Training Within Industry
We all know WHAT to do about Waste, the problem is DOING IT. Companies today keep asking the question, “Why is it that continuous improvement never seems to be continuous when implementing Lean.” Some answers:
- Supervisors and managers often leave improvement until after “making the numbers.”
- People tend to rely on others for improvements.
- Companies tend to rely on “scheduled events” to make even small changes.
- People who do the work are typically not part of the improvement process.
- People resist change; as mindset causing them to backslide and abandon improvement.
- Even when workers are involved and want to improve, they don’t have the improvement skills.
The Training Within Industry (TWI) Program closes these gaps and builds upon lean manufacturing principles.

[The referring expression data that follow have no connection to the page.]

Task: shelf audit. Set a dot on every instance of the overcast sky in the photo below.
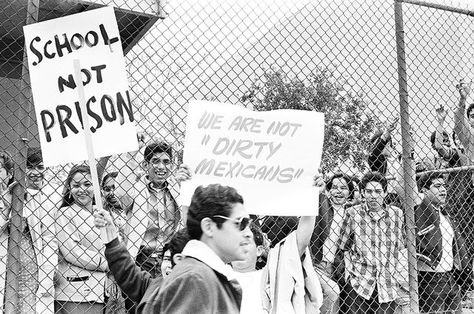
(212, 46)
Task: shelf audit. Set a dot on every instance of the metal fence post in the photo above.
(20, 150)
(408, 162)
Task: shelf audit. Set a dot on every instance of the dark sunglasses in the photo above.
(109, 188)
(241, 223)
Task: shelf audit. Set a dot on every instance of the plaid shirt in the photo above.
(372, 244)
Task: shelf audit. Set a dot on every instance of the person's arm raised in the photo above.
(306, 223)
(461, 123)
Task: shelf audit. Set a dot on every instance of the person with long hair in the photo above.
(82, 267)
(37, 257)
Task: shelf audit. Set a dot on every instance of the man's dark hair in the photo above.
(8, 163)
(176, 245)
(346, 178)
(373, 176)
(427, 179)
(113, 174)
(214, 199)
(257, 233)
(156, 148)
(433, 136)
(33, 157)
(469, 109)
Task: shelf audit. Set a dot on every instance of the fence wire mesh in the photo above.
(336, 57)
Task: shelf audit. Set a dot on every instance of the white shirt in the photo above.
(447, 257)
(330, 245)
(251, 292)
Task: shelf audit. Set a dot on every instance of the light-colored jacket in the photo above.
(82, 266)
(39, 212)
(286, 289)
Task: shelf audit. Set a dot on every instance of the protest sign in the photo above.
(269, 157)
(93, 38)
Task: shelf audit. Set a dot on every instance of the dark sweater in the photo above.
(429, 237)
(193, 287)
(138, 285)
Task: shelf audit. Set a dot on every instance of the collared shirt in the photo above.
(201, 251)
(372, 242)
(163, 216)
(330, 245)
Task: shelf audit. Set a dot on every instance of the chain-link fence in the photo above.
(388, 78)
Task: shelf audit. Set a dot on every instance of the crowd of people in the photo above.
(144, 253)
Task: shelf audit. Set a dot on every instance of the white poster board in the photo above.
(270, 157)
(93, 38)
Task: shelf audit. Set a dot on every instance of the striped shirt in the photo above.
(372, 242)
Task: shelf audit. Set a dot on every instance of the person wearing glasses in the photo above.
(372, 239)
(443, 262)
(204, 282)
(289, 273)
(37, 245)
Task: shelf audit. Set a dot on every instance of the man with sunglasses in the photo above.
(203, 282)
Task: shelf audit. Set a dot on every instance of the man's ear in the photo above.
(207, 227)
(177, 258)
(260, 250)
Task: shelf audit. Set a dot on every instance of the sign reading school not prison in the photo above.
(269, 157)
(93, 38)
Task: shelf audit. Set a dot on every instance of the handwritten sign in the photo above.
(269, 157)
(93, 38)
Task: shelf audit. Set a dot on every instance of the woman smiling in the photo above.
(82, 267)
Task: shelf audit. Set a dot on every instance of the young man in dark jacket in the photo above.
(203, 282)
(137, 284)
(443, 263)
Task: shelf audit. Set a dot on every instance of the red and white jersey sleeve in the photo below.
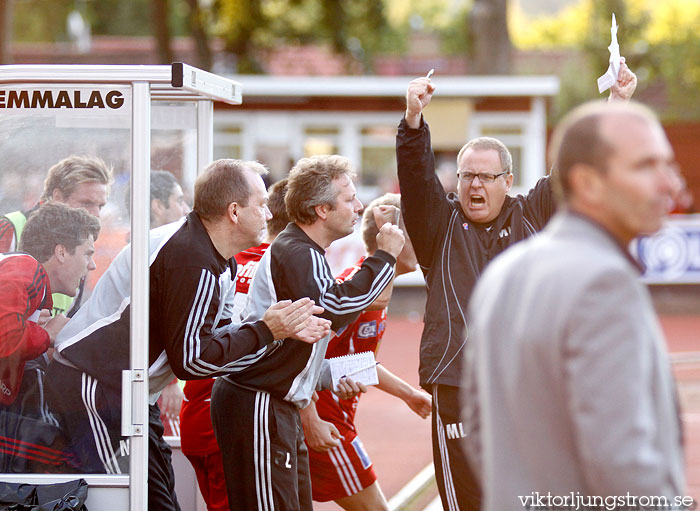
(25, 290)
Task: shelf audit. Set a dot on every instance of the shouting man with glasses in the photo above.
(455, 236)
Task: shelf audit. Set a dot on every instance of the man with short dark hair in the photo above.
(197, 433)
(79, 182)
(255, 411)
(455, 237)
(192, 277)
(56, 252)
(581, 352)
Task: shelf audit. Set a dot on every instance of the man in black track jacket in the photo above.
(455, 236)
(255, 410)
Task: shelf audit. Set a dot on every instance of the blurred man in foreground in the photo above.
(455, 237)
(568, 386)
(79, 182)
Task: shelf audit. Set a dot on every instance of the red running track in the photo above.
(398, 441)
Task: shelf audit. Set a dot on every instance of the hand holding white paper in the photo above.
(610, 77)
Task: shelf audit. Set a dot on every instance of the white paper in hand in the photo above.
(610, 77)
(361, 367)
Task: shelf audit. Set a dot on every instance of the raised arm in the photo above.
(189, 306)
(424, 206)
(626, 83)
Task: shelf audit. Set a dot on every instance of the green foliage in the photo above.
(660, 41)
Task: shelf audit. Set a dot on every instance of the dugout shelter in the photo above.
(135, 118)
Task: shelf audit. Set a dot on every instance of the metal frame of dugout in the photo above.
(176, 83)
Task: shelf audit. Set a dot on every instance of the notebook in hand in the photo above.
(360, 367)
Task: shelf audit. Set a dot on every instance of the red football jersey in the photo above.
(196, 432)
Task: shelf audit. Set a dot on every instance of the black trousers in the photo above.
(89, 413)
(161, 478)
(266, 462)
(459, 489)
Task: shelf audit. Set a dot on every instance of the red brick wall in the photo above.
(685, 139)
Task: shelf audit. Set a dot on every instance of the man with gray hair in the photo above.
(455, 236)
(192, 333)
(569, 397)
(255, 411)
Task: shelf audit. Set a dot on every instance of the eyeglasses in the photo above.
(484, 178)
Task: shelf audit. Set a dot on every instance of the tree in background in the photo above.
(353, 28)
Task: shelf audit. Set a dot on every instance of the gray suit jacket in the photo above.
(575, 391)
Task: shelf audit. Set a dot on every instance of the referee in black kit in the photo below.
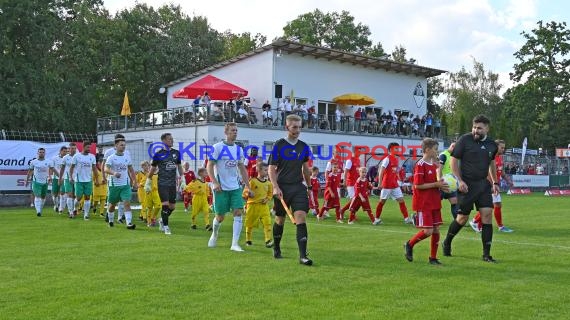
(472, 161)
(287, 168)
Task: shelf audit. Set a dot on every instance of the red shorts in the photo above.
(331, 202)
(428, 218)
(356, 203)
(314, 200)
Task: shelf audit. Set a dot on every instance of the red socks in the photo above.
(417, 238)
(434, 245)
(379, 209)
(498, 216)
(404, 210)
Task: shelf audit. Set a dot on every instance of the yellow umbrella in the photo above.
(126, 111)
(354, 99)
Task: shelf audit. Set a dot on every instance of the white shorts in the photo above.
(395, 193)
(350, 192)
(497, 198)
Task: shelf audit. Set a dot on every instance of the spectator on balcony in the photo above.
(437, 127)
(429, 124)
(288, 108)
(337, 119)
(312, 116)
(281, 112)
(539, 169)
(303, 113)
(372, 122)
(357, 117)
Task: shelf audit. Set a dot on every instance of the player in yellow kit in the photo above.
(200, 193)
(141, 179)
(99, 191)
(258, 205)
(152, 205)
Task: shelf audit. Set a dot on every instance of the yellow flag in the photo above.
(126, 111)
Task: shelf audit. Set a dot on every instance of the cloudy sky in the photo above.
(442, 34)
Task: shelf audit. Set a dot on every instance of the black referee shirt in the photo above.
(475, 156)
(289, 160)
(167, 162)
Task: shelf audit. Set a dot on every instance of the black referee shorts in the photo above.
(295, 196)
(479, 194)
(167, 193)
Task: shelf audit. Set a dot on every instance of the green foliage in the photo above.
(64, 60)
(331, 30)
(543, 61)
(56, 268)
(236, 44)
(470, 93)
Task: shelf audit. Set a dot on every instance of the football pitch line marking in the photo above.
(383, 229)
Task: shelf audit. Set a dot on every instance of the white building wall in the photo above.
(140, 142)
(320, 79)
(253, 74)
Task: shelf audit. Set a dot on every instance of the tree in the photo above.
(543, 61)
(470, 93)
(330, 30)
(236, 44)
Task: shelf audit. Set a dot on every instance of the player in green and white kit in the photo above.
(40, 172)
(120, 177)
(64, 176)
(106, 155)
(57, 193)
(83, 178)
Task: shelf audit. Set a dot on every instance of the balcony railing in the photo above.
(256, 117)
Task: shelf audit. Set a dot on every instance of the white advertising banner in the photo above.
(16, 155)
(13, 180)
(520, 180)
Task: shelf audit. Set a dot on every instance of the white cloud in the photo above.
(439, 34)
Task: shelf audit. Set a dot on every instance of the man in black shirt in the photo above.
(287, 168)
(166, 161)
(472, 161)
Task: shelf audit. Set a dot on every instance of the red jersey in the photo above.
(499, 165)
(352, 174)
(189, 176)
(402, 174)
(338, 163)
(362, 188)
(425, 199)
(390, 176)
(315, 185)
(333, 182)
(252, 167)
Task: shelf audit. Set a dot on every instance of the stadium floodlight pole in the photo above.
(287, 209)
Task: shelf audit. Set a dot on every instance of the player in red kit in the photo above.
(351, 168)
(314, 191)
(388, 175)
(362, 189)
(476, 223)
(427, 201)
(189, 176)
(331, 194)
(251, 161)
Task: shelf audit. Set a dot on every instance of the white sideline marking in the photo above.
(383, 229)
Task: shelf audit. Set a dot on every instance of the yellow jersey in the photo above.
(262, 189)
(198, 188)
(141, 179)
(100, 190)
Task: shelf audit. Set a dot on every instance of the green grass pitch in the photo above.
(57, 268)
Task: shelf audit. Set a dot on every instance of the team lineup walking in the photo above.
(287, 186)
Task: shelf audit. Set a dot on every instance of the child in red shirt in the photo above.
(314, 191)
(362, 189)
(427, 201)
(331, 194)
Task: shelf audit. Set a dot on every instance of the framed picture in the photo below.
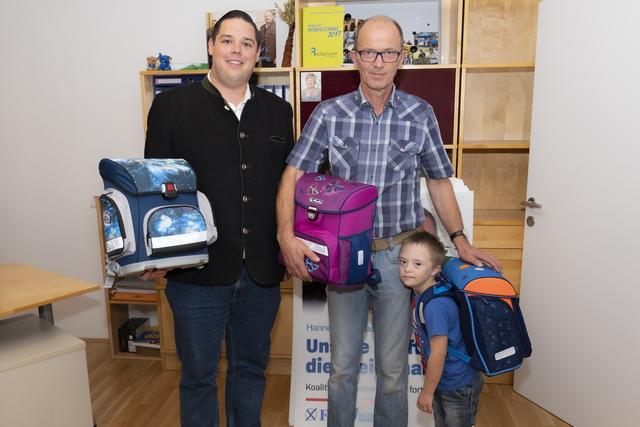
(311, 83)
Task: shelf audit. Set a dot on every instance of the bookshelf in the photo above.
(280, 357)
(498, 66)
(119, 311)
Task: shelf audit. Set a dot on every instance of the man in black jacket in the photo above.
(236, 137)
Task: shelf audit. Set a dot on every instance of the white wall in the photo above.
(70, 95)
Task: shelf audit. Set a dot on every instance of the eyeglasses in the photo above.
(372, 55)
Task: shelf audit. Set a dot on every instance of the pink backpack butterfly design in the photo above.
(334, 217)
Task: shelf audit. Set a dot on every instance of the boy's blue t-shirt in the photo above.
(442, 319)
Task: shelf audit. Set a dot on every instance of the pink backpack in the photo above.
(334, 217)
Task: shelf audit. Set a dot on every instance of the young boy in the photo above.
(451, 387)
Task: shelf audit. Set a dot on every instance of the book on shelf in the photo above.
(128, 331)
(322, 40)
(147, 342)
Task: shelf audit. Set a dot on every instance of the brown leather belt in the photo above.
(391, 242)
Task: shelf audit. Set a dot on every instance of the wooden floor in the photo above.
(138, 393)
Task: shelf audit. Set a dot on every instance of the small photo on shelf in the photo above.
(311, 86)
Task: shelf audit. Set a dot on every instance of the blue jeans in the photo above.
(243, 313)
(391, 315)
(457, 408)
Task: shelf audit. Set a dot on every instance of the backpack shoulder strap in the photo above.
(441, 289)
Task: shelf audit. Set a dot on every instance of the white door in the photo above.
(581, 265)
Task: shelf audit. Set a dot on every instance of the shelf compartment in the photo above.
(494, 31)
(497, 177)
(496, 105)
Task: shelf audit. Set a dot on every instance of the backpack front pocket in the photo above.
(117, 226)
(174, 228)
(355, 255)
(498, 334)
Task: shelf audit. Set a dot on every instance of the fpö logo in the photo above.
(315, 414)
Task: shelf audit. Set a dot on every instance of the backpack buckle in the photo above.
(312, 213)
(169, 190)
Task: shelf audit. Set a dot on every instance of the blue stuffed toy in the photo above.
(165, 62)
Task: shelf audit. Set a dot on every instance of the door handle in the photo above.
(531, 203)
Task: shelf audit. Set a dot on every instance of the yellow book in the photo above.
(322, 42)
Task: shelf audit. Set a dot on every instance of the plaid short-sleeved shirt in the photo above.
(390, 151)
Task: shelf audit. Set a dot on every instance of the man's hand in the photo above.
(475, 256)
(152, 275)
(294, 253)
(425, 402)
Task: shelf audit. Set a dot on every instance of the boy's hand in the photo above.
(425, 402)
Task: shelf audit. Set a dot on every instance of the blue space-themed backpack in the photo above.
(153, 217)
(492, 324)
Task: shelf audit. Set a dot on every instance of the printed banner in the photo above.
(322, 36)
(311, 358)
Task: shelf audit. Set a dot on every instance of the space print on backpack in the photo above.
(153, 217)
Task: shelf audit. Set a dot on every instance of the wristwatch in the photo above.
(457, 234)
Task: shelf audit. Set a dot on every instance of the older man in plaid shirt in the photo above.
(376, 135)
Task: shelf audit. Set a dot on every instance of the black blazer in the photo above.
(238, 165)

TWI consists of standardized programs addressing the essential skills needed by supervisors, team leaders, and anyone indirectly leading others.
Catalyst Connection is a certified provider of the Training Within Industry Program by the TWI Institute. Click here to learn more about the TWI Institute and download a brochure about this certified training program.
TWI Training Modules
Catalyst Connection offers two training modules from the TWI Program:
- Job Instruction: Quickly train employees to do a job correctly, safely, and conscientiously
- Job Methods: Improving the way jobs are done for continual improvement
TWI was developed in the U.S. during WWII to train replacements of an industrial workforce off to fight a war. It provided rapid and consistent training and is recognized as part of what helped the Allied forces secure victory as they boosted industrial production and out-produced the enemy.
TWI was introduced in Japan during post-war rebuilding. It is still in widespread use in Japan and most notably, in Toyota as part of the Toyota Production System (TPS). It is a foundation to Toyota's success in continuous improvement, and more importantly, in its ability to sustain those improvements.
During the prosperity of post-war America, the TWI program was abandoned and it soon became a faded memory. Thanks largely to the not-for-profit Central New York Technology Development Organization (CNYTDO), TWI is experiencing a rebirth throughout industry. In what has been described as a "movement," lean enterprises are increasingly turning to TWI as a means to emulate Toyota's ability to sustain improvements and achieve standard work. Industries such as healthcare, construction, and manufacturing are reaping modern day benefits from this proven and recently revived program.